Although many of the issues are the same as in other types of bereavements, the impact of a child’s death may vary depending on the child’s age when death occurs, with the death of a newborn feeling somewhat different from the loss of a teenager. Parents surveyed say that it is not necessarily ‘harder’ or ‘easier’ to lose a very young child as opposed to a teenager. It is simply a quite different kind of pain.
Our hearts go out to all parents who have lost a child and we will be remembering them amongst the bereaved of all of our 216 parishioners who have died in the last year. In Newry Cathedral this week, there will be Masses at 7.30pm on Monday, Tuesday, Wednesday and Thursday and candles with the names of the deceased will be on the altar for the 4 nights,
Psalm 34:18, ‘The Lord is near to the broken-hearted and saves the crushed in spirit’.
The Communion Reflection in the Cathedral this week at the Masses for the Dead may give you some comfort.

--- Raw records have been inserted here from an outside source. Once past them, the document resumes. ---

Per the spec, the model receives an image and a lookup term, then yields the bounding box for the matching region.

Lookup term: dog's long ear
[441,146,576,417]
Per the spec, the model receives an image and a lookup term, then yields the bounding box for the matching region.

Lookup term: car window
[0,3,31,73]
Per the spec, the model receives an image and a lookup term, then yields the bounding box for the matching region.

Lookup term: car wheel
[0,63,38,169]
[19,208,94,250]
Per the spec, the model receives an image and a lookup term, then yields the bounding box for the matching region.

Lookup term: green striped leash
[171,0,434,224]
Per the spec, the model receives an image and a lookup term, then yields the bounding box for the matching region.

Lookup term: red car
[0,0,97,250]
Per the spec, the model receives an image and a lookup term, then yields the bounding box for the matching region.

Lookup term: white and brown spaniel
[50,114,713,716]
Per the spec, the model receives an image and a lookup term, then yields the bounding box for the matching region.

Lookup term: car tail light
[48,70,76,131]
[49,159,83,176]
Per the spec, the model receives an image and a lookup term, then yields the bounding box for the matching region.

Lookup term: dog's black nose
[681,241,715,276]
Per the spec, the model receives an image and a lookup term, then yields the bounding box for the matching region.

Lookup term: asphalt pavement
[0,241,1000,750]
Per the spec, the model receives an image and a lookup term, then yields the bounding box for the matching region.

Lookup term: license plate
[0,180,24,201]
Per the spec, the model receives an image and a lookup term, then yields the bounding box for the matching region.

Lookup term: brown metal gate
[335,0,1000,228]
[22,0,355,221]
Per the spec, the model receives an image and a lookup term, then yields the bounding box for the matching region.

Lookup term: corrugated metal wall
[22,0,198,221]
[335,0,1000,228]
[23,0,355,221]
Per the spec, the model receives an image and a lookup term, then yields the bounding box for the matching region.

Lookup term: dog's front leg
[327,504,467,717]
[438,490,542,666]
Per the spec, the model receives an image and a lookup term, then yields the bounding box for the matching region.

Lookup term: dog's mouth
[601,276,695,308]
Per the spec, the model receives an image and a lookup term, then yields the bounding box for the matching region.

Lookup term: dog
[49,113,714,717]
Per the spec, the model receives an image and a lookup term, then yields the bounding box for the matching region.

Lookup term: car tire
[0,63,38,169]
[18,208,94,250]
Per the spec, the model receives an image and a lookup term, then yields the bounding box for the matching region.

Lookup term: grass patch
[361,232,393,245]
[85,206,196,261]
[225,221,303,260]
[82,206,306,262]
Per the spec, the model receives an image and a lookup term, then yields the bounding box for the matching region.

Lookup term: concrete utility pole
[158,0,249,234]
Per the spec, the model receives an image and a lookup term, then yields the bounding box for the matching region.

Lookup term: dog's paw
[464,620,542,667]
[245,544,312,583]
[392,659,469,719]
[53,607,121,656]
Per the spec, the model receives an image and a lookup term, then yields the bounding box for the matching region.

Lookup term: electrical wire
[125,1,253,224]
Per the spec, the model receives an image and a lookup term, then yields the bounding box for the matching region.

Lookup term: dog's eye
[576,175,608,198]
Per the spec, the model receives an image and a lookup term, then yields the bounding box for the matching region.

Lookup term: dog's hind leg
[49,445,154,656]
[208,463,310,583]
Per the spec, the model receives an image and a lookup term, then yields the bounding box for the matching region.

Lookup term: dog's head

In the rising of the sun and it’s going down we remember them
In the blessing of the wind and in the chill of Winter we remember them
In the opening of buds and in the rebirth of Spring, we remember them
In the blueness of the sky and the warmth of the Summer, we remember them
In the rustling of the leaves and in the beauty of Autumn. we remember them
In the beginning of the year and when it ends, we remember them
When we are weary and in need of strength, we remember them
When we are lost and sick at heart, we remember them
When we have joys, we yearn to share we remember them
So long as we live, they too shall live, for they are now part of us as we remember them.